You don’t have to specify trans women for us to know that’s whom you mean.
But I hope you realize that there is a difference between someone claiming membership to a group that you don’t belong to and someone claiming membership to a group that you do belong to, especially if you belong to a marginalized group. Personally I don’t care if some straight guys want to claim they are gay so they can put on a show on the LOGO channel. Not my circus, no my monkeys. Them “performing gay” is not going to affect me in any shape or form. But if Miller were to express beef with that, I wouldn’t tell him he was a big ole bigot. I wouldn’t insist that those straight guys must be gay because why would anyone want to be gay? No, I would defer to gay men to “gatekeep” the gay label, because they own that label. They fought for that label to be recognized with dignity. Why wouldn’t and why shouldn’t they gatekeep it?
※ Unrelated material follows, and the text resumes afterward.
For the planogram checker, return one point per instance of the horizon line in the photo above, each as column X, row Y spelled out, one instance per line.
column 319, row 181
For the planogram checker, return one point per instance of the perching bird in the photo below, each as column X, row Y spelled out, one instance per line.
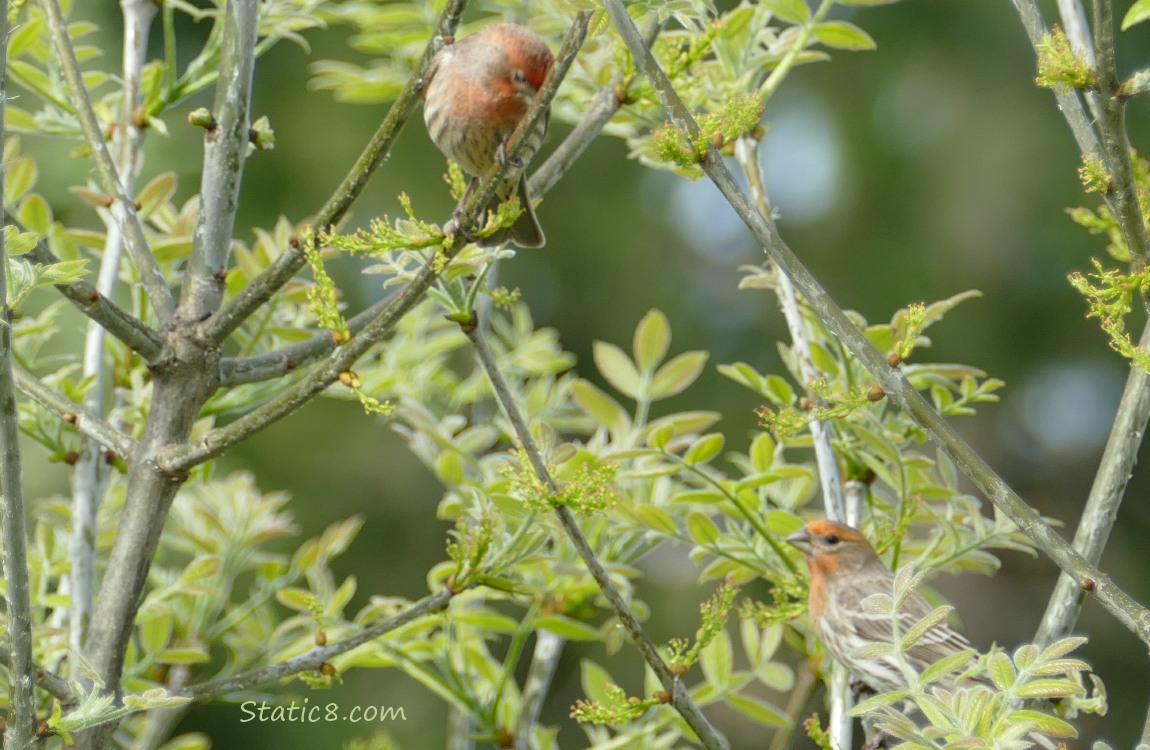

I will take someone at their word when it makes sense to do so. But there will be situations where it doesn’t make sense to do so. “Identity politics” isn’t just a buzzword on Fox News. It’s a real fucking thing. If someone is in a position of power and they are telling me they are a woman and that they are going to represent women’s issues, then they’ve made their “woman” identity fair game. If this person has a questionable claim to “woman”, then people should be able to call them out. Like I’ve said repeatedly, that’s how every other social construct works. There’s no good reason why gender identity shouldn’t work that way.